Court sentences Larry Nassar to 175 years — it's just a beginning

The former USA Gymnastics doctor and serial rapist will die in jail. Now, attention turns to his enablers

Published January 24, 2018 3:31PM (EST)

Larry Nassar listens to  victim impact statements during his sentencing hearing. (Getty/Scott Olson)
Larry Nassar listens to victim impact statements during his sentencing hearing. (Getty/Scott Olson)

On Wednesday, after seven days of often painful victim testimony against former USA Gymnastics team doctor Larry Nassar, a Michigan court sentenced him to 40 to 175 years in prison after he pled guilty to seven counts of criminal sexual conduct — including molestation. His victims included some of America's top Olympic gymnasts. In total, it is estimated that Nassar physically abused no less than 150 of his patients in a series of assaults that date back to the mid 1990s.

"I just signed your death warrant," presiding judge Rosemarie Aquilina said during sentencing. "It is my honor and privilege to sentence you. You do not deserve to walk outside a prison ever again. You have done nothing to control those urges and anywhere you walk, destruction will occur to those most vulnerable."

Nassar, who pled guilty to molesting only seven of his many alleged victims, made a brief statement to the court, saying that "no words" could convey how sorry he was for his actions. The convicted said the testimonies of the over 150 women who testified against him in the sentencing phase, the convicted had "shaken me to my core." He added, "I will carry your words with me for the rest of my days."

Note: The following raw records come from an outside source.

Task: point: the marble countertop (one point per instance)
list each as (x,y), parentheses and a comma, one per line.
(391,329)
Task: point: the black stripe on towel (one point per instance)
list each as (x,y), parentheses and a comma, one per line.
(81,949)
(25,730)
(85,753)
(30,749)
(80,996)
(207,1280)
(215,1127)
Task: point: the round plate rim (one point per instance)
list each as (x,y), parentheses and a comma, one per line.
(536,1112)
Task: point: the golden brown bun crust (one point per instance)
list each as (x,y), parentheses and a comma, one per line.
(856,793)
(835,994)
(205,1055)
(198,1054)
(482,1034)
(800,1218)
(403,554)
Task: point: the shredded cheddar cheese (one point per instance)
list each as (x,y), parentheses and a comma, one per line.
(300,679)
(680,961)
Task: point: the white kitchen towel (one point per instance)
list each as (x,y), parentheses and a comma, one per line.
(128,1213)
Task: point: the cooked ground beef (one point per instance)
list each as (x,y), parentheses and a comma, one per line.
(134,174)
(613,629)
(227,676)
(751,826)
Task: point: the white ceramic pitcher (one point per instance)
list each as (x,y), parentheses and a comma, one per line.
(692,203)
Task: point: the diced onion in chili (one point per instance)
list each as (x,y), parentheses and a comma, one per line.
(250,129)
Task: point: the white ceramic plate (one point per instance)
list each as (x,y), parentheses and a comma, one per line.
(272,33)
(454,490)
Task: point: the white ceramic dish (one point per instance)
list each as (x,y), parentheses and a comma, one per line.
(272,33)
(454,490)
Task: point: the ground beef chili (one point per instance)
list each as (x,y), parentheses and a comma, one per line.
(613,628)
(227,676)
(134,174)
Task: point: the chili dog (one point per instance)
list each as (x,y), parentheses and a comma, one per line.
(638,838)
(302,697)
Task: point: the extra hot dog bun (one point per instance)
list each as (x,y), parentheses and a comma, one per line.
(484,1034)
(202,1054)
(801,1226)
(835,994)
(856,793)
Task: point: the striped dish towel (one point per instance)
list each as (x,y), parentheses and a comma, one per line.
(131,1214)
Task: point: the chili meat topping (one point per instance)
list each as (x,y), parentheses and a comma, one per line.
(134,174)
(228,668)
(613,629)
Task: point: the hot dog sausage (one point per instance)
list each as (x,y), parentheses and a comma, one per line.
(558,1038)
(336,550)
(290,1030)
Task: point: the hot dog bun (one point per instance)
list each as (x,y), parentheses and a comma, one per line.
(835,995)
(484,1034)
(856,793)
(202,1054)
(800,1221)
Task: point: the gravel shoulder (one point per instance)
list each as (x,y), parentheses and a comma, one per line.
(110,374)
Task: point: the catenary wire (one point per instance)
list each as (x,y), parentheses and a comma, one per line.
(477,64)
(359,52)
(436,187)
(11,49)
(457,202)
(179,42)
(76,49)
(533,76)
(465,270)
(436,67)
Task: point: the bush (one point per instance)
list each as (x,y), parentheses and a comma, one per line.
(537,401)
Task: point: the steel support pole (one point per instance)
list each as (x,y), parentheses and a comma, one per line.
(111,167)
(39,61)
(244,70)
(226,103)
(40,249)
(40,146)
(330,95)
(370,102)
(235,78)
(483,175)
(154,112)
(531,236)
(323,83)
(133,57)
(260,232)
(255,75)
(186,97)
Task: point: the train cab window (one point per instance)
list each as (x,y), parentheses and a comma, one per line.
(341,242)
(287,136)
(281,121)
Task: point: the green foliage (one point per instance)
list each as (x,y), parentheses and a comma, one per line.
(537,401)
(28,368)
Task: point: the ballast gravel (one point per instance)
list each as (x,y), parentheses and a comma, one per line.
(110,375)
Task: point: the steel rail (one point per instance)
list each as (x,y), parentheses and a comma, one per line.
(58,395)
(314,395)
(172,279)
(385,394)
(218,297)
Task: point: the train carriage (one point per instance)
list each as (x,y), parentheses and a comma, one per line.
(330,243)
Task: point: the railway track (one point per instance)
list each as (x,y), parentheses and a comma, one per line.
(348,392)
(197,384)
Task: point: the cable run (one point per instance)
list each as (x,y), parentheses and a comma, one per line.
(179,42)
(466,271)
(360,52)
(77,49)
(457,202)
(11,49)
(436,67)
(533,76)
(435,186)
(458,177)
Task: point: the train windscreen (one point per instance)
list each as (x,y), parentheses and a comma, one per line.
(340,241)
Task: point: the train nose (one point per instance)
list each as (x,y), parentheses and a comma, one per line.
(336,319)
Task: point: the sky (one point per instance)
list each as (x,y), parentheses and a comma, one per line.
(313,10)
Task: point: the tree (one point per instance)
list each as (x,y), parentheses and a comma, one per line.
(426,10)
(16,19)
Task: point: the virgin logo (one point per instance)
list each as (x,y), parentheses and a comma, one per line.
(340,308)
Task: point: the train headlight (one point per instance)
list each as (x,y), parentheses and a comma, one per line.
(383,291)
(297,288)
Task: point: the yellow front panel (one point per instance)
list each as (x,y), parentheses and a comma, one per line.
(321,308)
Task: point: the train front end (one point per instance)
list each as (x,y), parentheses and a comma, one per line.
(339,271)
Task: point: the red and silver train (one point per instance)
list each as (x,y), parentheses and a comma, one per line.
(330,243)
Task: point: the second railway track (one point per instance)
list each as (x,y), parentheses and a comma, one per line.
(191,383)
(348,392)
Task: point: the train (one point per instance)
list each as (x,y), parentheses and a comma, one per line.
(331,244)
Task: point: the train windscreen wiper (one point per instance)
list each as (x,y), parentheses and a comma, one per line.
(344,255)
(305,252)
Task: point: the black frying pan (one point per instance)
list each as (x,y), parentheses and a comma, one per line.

This is in contract to a letter from the convicted written after he accepted a plea deal and read by Judge Aquilina in court Wednesday. In it, Nassar wrote, "I was a good doctor, because my treatments worked and those patients that are now speaking out were the same ones that praised and came back over and over. The media convinced them that it was wrong and bad."

As Time reported, there were tears in the courtroom during sentencing and Nassar's statements, though applause as well when the judge delivered a term of 25 to 40 years at minimum, 175 years at maximum. In his mid 50s and already sentenced to 60 years in connection with the possession of 37,000 child-pornography images, many of them of his victims, it is highly, highly probable that Nassar will die in state custody.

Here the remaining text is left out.